As he walks toward Scott Hall his damp hair freezes in curls that brush crunchily against his neck. The snow is crisscrossed with so many boot tracks that there is hardly an untouched patch on campus. Zachary passes a lopsided snowman wearing a real red scarf. A line of busts of former college presidents is mostly obscured in snow, stray marble eyes and ears peeking out from beneath the flakes.
Kat’s directions prove helpful once he arrives at Scott Hall, one of the residences he’s never been in before. He passes the stairs and a small empty study room before finding the hallway and following it for some time until he reaches a half-open pair of French doors.
He’s not sure he has the right room. A girl sits knitting in an armchair while a couple of other students rearrange some of the postapocalyptic-looking tea-party furniture, velvet chairs and settees worn thin and wounded by time, a few repaired with duct tape.
“Yay, you found us!” Kat’s voice comes from behind him and he turns to find her holding a tray with a teapot and several stacked teacups. She looks smaller with her coat and striped hat removed, her buzzed-short hair a fuzzy shadow covering her head.
“I didn’t realize you were serious about the tea,” Zachary says, helping her move the tray to a coffee table in the middle of the room.
“I don’t jest about tea. I have Earl Grey and peppermint and some sort of immunity-boosting thing with ginger. And I made cookies.”
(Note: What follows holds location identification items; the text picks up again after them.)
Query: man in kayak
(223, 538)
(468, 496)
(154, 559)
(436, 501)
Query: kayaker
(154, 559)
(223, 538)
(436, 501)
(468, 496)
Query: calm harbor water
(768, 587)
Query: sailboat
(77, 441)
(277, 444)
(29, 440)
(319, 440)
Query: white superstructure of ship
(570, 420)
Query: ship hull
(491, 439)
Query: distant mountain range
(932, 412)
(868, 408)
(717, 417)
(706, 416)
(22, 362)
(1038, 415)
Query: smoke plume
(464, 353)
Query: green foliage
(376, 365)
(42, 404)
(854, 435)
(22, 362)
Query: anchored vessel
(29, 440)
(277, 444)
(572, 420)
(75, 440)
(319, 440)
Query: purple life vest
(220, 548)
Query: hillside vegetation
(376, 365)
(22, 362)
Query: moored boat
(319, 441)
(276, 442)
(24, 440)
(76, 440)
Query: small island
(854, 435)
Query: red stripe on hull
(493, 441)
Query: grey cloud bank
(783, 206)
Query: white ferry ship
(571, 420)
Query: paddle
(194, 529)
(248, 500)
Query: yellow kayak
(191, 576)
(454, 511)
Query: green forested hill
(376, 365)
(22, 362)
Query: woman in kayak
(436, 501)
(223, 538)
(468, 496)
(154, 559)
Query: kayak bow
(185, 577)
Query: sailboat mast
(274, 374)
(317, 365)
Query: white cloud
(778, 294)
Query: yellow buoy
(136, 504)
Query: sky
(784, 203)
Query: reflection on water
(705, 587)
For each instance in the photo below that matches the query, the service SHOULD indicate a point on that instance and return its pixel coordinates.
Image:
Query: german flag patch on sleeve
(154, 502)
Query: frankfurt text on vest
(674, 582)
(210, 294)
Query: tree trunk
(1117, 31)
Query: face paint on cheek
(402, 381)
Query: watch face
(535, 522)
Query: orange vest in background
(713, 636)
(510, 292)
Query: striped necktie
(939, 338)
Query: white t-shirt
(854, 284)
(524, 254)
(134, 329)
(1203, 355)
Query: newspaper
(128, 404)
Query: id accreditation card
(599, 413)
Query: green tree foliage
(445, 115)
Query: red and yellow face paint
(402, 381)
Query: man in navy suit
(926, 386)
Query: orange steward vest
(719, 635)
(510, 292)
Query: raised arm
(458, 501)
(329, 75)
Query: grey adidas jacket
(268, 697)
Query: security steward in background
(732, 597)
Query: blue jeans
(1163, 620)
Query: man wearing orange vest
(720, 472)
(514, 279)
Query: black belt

By the time the tea and the multiple trays of cookies are arranged the class has filtered in, about a dozen students, though it feels like more with all the coats and scarves flung over the backs of chairs and couches. Zachary settles into an ancient armchair by the window that Kat directs him to with a cup of Earl Grey and an oversize chocolate chip cookie.
“Hi everyone,” Kat says, pulling the attention in the room away from baked goods and chatter. “Thanks for coming. I think we have some newbies who missed last week, so how about we do quick intros around the room, starting with our guest moderator.” Kat turns and looks at Zachary expectantly.
“Okay…um…I’m Zachary,” he manages between chews before swallowing the rest of his cookie. “I’m a second-year Emerging Media grad student, I mostly study video-game design with a focus on psychology and gender issues.”
And I found a book in the library yesterday that someone wrote my childhood into, how’s that for innovative storytelling? he thinks but does not say aloud.
The introductions continue and Zachary retains identifying details and areas of interest better than names. Several are theater majors, including a girl with impressive multicolored dreadlocks and a blond boy with his feet propped up on a guitar case. The girl with cat-eye glasses who looks vaguely familiar is an English major, as is the girl who continues to knit but barely glances down at her work. The rest are mostly Emerging Media undergrads, some of them he recognizes (the guy in the blue hoodie, the girl with the tattooed vines peeking out of the cuffs of her sweater, ponytail guy) but no one he knows as well as Kat.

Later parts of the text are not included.